Massively reader zmeul expressed his annoyance with us thusly: “I can’t understand why some games get this ‘soft launch’ from you and others do not, even if the criteria are met.”
It’s a brave new world out there, zmeul!
First, let’s address the “criteria” bit. Almost a year ago, we purged Betawatch, our weekly beta roundup column, of all the games that met totally arbitrary criteria we dreamed up to determine whether something was really, truly in a beta. If a game was in open beta, had a functioning cash shop, and had no plans to wipe, we considered it to have soft launched. There were games on the list that had literally been in “open beta” while taking money from players for years. It was pointless to keep these games on our list as if they were still in testing when in reality they were just coasting along unfinished but making money. Plus it was unfair to all those other games that had actually launched and were no longer getting a free shout-out every week from our roundup. A purge of offending games would be easy. Right?
Well, no. See, some games took money and still planned to wipe the servers for launch. Some games planned a server wipe but didn’t have a functional cash shop. Some games took money, didn’t plan to wipe the servers, and yet were in closed beta such that no one new could join the game (hi, Glitch!). And with the rise of Kickstarter, plenty of people were paying for games and sideshow goodies before some games were even started, let alone finished. “Open beta” cash shops no longer seemed like the worst crime.

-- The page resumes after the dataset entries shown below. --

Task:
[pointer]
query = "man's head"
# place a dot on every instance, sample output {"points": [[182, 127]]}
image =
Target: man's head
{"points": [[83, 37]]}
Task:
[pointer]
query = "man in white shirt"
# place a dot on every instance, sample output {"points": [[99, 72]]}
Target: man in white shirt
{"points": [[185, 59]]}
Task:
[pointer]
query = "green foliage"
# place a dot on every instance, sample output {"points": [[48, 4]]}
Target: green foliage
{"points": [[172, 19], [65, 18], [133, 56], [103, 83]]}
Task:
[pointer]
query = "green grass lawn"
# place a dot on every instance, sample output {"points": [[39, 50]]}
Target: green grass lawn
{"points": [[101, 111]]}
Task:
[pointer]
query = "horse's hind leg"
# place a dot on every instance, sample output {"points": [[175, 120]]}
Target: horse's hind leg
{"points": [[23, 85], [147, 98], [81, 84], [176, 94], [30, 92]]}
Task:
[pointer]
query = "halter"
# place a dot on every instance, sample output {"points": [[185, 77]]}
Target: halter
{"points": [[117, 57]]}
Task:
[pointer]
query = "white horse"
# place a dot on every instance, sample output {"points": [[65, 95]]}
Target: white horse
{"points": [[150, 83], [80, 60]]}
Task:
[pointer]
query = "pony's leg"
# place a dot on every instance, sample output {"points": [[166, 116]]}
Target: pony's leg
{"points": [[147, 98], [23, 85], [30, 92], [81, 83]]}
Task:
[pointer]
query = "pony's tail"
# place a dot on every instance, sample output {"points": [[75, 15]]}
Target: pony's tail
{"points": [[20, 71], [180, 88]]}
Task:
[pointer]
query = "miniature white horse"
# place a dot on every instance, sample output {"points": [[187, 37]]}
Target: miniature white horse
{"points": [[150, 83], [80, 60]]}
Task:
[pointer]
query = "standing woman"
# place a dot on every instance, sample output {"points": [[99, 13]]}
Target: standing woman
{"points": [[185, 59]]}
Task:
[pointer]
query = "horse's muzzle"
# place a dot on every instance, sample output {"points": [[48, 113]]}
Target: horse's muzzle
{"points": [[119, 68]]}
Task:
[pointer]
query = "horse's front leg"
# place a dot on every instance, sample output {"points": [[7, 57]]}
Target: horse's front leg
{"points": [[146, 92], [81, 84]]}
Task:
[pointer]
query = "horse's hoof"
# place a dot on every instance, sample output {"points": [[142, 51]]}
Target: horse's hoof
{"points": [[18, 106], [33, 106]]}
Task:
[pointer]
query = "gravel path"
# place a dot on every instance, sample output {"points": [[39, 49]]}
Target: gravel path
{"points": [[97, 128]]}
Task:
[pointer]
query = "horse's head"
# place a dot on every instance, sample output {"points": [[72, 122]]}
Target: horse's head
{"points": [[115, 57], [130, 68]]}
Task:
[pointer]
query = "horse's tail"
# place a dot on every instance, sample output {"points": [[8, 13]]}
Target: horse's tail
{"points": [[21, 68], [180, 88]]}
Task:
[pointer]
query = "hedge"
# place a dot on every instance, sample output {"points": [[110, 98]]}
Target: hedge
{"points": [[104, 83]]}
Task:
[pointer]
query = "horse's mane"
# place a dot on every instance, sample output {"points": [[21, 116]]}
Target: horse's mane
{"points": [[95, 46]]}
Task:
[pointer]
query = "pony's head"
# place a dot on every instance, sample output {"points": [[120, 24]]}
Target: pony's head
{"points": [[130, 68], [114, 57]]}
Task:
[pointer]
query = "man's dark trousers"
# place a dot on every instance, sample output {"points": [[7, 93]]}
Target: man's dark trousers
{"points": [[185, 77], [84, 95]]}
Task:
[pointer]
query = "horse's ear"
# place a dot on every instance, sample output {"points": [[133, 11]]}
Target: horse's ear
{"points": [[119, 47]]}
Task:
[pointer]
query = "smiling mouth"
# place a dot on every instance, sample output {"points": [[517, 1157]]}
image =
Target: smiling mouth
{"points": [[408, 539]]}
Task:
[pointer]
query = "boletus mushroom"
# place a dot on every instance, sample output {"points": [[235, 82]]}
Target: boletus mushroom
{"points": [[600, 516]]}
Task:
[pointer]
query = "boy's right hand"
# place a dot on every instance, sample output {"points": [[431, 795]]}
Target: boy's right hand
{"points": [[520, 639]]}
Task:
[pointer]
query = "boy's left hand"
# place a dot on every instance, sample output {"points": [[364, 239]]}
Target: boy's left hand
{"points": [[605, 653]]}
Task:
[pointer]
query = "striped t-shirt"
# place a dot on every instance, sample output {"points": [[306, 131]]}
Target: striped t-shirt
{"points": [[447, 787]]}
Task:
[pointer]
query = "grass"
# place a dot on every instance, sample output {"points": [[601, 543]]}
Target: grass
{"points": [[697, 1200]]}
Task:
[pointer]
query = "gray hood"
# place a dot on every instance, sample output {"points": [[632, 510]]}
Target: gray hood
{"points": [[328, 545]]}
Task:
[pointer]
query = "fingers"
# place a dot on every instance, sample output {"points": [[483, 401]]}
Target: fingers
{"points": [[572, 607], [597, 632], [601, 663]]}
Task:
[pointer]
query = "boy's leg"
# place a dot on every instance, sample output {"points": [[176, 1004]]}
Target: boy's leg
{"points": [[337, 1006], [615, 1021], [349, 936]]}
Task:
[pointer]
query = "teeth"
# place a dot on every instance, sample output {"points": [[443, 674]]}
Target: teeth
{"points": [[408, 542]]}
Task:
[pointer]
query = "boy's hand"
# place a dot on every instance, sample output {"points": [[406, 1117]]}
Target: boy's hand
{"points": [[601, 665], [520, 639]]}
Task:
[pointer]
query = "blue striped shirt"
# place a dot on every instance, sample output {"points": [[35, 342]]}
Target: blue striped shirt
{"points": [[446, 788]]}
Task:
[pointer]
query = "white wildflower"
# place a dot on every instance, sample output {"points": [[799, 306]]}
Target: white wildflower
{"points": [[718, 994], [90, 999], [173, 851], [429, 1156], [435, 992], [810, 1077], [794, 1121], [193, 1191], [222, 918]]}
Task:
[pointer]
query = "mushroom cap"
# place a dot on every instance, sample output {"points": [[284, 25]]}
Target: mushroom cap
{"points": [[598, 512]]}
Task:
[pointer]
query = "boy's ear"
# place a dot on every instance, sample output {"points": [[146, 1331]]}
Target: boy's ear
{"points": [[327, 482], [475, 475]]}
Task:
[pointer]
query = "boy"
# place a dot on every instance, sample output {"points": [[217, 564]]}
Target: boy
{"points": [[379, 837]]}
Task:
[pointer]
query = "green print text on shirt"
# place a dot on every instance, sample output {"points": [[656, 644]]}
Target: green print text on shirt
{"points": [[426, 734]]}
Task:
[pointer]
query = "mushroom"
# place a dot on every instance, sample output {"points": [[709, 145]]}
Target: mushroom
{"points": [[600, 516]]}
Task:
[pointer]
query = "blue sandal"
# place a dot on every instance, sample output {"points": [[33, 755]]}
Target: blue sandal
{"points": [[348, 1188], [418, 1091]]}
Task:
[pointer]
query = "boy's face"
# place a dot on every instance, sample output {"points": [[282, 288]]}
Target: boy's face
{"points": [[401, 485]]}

Meanwhile, we were still trying to fit MMO launches into our old school box. If a game soft launched but didn’t admit it was soft launching, we didn’t give it the usual pomp associated with an honest launch because it wasn’t an honest launch — no one even realized it was a launch at all. In our old-school minds, it was just another open beta, surely not worthy of launch impressions and roundups (and server outages and tear-filled rants) and all the other things you’ve come to expect out of a Classic MMO Clownshoes Launch. Those things would come with the real launch… whenever that was. Games that never officially launched just trickled into existence and paid for it in hypelessness.
But the free-to-play invasion of the last few years has changed how testing works, and I’m not just talking about East Asian import games with their endless betas. Western MMOs like Guild Wars 2 have popularized standoffish, truncated beta weekends and testing cycles that work better for the development teams (or at least their hype squads). With Neverwinter, we’re actually witnessing one of the first AAA MMORPGs that is soft launching with absolutely no shame. Perfect World Entertainment and Cryptic didn’t try to hide the launch of open beta like so many other studios have done. They’ve been honest that the game was still in testing, honest about the cash shop, honest about not wiping characters, honest about the head start. You may have issues with the game — as I type this, one of my guildies is #7103 in the login queue — and you may not like the idea that soft launching is a thing, but at least it’s honest.
It’s certainly a lot more honest than calling an unfinished, buggy game a real launch and taking your money anyway, which is what most AAA games do. With Neverwinter, you can play it and give the game money, or you can wait. You get to choose.
This is why we’re calling it a soft launch and why it’s getting the launch-week treatment from us. A soft launch is exactly what this is, and Cryptic gave the entire community so much warning that we were able to prepare for it.
So what about other games? zmeul suggested three titles that likewise deserved the soft launch moniker: War Thunder, Star Conflict, and Warframe. Part of the reason none of these games got a massive launch festival is that they’re not core games for us. Warframe actually soft-launched back in March. We even called it a soft launch, which makes me all proud. War Thunder got a nice hands-on last Sunday, and Star Conflict is one we haven’t covered much (but we plan to in the future). You are absolutely correct that all three have soft launched and should be removed from Betawatch. We appreciate all the help we can get when it comes to corralling betas and cash shops and their associated shenanigans, so when we make a mistake in Betawatch, we want to hear about it.